Prove 3(x+1)(x+7)-(2x+5)² is never positive
So,
3(x+1)(x+7)-(2x+5)(2x+5)
=3(x²+8x+7)-(4x²+20x+25)
=3x²+24x+21-4x²-20x-25
=-x²+4x-4
= -(x^2-4x+4)
= -(x-2)^2
3(x + 1)(x + 7) - (2x + 5)(2x + 5)
= 3(x² + 8x + 7)- (4x²+ 20x + 25)
= 3x² + 24x + 21- 4x²- 20x- 25
= -x² + 4x - 4
= -1(x - 2)²
A squared number is always positive, but when you multiply it with a negative number, it is always negative, never positive.
^This will give you all 5 marks on Mathswatch. Hope it helps :)
Hi, you information was really useful but for some reason I only got 4 marks out of 5 on mathswatch, do you know why?
Sorry It actually did
this was extremely useful. thank you
THANK YOU SM
To prove that -x^2 + 4x - 4 is never positive, we can use algebraic manipulation and the concept of quadratic equations.
Let's solve the quadratic equation -x^2 + 4x - 4 = 0 to find the roots. If the roots are real, then we can determine whether the quadratic expression is never positive.
Using the quadratic formula, the roots of the equation are given by:
x = (-b ± √(b^2 - 4ac)) / (2a)
For our quadratic equation -x^2 + 4x - 4 = 0, a = -1, b = 4, and c = -4.
Plugging in these values into the quadratic formula, we have:
x = (-(4) ± √((4)^2 - 4(-1)(-4))) / (2(-1))
x = (-4 ± √(16 - 16)) / (-2)
x = (-4 ± √(0)) / (-2)
Since the discriminant (denoted as b^2 - 4ac) is equal to 0, this means that the quadratic equation has repeated roots. In this case, that means the quadratic expression -x^2 + 4x - 4 = 0 has one real root, which is x = 2.
Now, let's consider the behavior of the quadratic expression -x^2 + 4x - 4 for values of x less than and greater than 2.
For x < 2:
Let's choose a point x = 1 and plug it into the quadratic expression:
(-1)(1^2) + 4(1) - 4 = -1 + 4 - 4 = -1
Since the value of the quadratic expression is negative for x < 2, it is not positive.
For x > 2:
Let's choose a point x = 3 and plug it into the quadratic expression:
(-1)(3^2) + 4(3) - 4 = -9 + 12 - 4 = -1
Again, we find that the value of the quadratic expression is negative for x > 2 and is not positive.

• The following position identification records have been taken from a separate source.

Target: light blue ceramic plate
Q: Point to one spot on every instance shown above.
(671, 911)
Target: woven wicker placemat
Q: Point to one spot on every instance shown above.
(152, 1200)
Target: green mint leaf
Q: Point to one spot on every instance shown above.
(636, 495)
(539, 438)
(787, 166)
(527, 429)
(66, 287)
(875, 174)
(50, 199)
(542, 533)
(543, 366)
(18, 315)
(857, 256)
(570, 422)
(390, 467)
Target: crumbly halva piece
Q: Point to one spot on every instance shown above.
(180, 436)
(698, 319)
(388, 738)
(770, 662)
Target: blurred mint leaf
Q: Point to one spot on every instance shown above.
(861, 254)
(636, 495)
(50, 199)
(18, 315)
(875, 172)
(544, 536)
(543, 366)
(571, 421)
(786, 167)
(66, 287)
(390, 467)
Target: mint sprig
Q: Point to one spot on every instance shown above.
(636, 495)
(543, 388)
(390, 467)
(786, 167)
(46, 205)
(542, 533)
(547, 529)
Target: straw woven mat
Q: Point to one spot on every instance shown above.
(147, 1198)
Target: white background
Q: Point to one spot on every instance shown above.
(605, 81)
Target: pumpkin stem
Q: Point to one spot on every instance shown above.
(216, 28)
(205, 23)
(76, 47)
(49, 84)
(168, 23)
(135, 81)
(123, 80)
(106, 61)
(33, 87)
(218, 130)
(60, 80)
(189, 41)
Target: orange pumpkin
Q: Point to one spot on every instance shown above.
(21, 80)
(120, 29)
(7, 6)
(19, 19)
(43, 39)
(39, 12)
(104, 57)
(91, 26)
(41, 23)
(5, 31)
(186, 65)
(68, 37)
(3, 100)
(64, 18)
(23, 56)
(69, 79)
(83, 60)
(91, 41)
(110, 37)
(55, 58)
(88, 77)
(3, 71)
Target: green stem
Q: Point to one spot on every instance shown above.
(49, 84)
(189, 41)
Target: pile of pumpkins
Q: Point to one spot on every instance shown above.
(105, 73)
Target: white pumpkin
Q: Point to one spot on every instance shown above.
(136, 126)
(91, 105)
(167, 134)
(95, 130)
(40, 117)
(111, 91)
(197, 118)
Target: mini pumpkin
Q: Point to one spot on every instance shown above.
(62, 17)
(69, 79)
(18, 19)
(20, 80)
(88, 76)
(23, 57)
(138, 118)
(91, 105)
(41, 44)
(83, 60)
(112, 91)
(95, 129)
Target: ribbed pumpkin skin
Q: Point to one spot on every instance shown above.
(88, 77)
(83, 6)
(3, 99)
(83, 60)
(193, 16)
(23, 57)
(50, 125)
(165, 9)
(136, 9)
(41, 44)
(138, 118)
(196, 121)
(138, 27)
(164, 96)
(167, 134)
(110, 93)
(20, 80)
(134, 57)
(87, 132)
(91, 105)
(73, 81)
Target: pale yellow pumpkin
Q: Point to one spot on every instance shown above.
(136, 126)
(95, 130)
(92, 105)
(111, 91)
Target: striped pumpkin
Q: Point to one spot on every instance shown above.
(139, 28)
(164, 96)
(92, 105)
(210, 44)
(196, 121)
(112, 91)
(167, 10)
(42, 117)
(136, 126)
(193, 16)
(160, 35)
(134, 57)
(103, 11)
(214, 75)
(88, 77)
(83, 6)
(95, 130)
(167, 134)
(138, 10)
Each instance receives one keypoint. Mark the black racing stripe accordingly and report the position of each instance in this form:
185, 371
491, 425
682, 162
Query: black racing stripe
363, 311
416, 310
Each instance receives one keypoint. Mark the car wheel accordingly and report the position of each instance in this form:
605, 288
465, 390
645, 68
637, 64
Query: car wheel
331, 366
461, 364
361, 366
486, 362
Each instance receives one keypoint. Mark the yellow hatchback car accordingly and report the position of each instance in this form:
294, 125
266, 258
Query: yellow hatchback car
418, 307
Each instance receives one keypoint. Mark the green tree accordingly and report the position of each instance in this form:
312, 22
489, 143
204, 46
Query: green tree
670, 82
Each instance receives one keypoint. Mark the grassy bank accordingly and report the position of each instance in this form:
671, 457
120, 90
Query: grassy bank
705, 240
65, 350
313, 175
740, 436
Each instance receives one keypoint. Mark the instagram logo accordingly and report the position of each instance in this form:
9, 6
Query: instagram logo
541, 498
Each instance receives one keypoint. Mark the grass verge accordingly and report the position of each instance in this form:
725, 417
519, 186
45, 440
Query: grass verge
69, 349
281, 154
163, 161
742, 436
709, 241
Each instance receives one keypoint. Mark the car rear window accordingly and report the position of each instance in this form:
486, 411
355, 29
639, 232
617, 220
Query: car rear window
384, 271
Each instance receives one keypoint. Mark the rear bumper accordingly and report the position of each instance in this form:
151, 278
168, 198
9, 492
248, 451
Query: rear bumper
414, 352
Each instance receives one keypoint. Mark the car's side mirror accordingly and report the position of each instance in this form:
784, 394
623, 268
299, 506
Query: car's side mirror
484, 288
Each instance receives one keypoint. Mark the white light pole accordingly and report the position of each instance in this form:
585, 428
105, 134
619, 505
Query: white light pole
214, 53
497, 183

Therefore, we have shown that the quadratic expression -x^2 + 4x - 4 is never positive.
I don't know what you mean by it "didn't work." It just shows that the expression is never positive.
(x-2)^2 is a square, so it is always positive
So, -(x-2)^2 is never positive.
Trying to plug a formula into a request for a proof will never work. The logic is what counts.